BEIJING - Hundreds of sections of embankments along China's third-longest river have become loose, threatening the homes of millions of people after three weeks of deadly floods across the country, state media said on Tuesday.

Torrential rain has wrought havoc across large parts of China this summer, most recently in the southwest and the east, killing more than 500 people and causing billions of dollars in damage.

More rain is forecast.

The swollen Huai River has displaced about half a million residents people since the start of this month in the central province of Henan and the eastern provinces of Anhui and Jiangsu, many of whom are still unable to return home.

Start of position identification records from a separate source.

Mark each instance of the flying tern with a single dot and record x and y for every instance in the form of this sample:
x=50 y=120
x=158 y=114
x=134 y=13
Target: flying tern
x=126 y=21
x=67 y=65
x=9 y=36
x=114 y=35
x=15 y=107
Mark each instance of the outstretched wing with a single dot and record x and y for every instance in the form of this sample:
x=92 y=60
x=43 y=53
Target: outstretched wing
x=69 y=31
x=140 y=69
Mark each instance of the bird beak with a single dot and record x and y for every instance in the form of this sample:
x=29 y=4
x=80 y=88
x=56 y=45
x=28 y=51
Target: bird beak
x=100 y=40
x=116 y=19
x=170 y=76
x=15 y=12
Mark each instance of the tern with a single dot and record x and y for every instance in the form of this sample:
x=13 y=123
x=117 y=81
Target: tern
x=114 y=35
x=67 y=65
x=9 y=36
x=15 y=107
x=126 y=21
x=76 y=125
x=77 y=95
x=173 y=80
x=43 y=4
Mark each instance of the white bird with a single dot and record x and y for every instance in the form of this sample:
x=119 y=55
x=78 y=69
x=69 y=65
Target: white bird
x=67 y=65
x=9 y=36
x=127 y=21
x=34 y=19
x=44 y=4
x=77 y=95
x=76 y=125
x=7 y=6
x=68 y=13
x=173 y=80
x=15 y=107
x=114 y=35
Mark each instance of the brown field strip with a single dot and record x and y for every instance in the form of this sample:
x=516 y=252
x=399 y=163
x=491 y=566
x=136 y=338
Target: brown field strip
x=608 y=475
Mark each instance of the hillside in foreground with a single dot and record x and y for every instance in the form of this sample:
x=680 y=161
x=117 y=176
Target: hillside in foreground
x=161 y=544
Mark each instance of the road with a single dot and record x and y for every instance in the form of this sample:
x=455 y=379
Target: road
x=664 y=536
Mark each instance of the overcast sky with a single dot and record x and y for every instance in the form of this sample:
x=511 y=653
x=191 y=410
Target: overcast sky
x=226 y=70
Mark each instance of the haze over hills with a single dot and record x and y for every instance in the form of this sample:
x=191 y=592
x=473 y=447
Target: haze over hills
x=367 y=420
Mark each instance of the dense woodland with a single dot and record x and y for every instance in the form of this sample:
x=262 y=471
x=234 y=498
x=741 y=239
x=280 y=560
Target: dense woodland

Tens of thousands of troops were on guard to battle any breaches along the Anhui section of the Huai, which has reported 546 places of "danger," including 46 serious ones, Xinhua news agency said.

Dozens of villages were deliberately inundated in Anhui to ease pressure at the height of the flood, which Xinhua said was "moderating." That could change with more rain forecast on Tuesday in the upper reaches of the Huai.

"People's physical and financial strength is wearing out. They tend to be less alert," Ji Bing, a top flood control official in Anhui, was quoted as saying.

In southwestern Chongqing, residents were coping with the aftermath of the worst rainstorm in more than a century. At least 42 died in floods, landslides and other disasters.

Tens of thousands of rural residents whose houses were destroyed were living in schools and tents and depended on rations, Xinhua said, adding downpours were expected to batter the area again on Tuesday.

In the northern province of Shanxi, 11 coal miners remained trapped after flash floods triggered by heavy rain submerged their pit on Sunday as rescuers were hampered by rocks and mud, Xinhua said.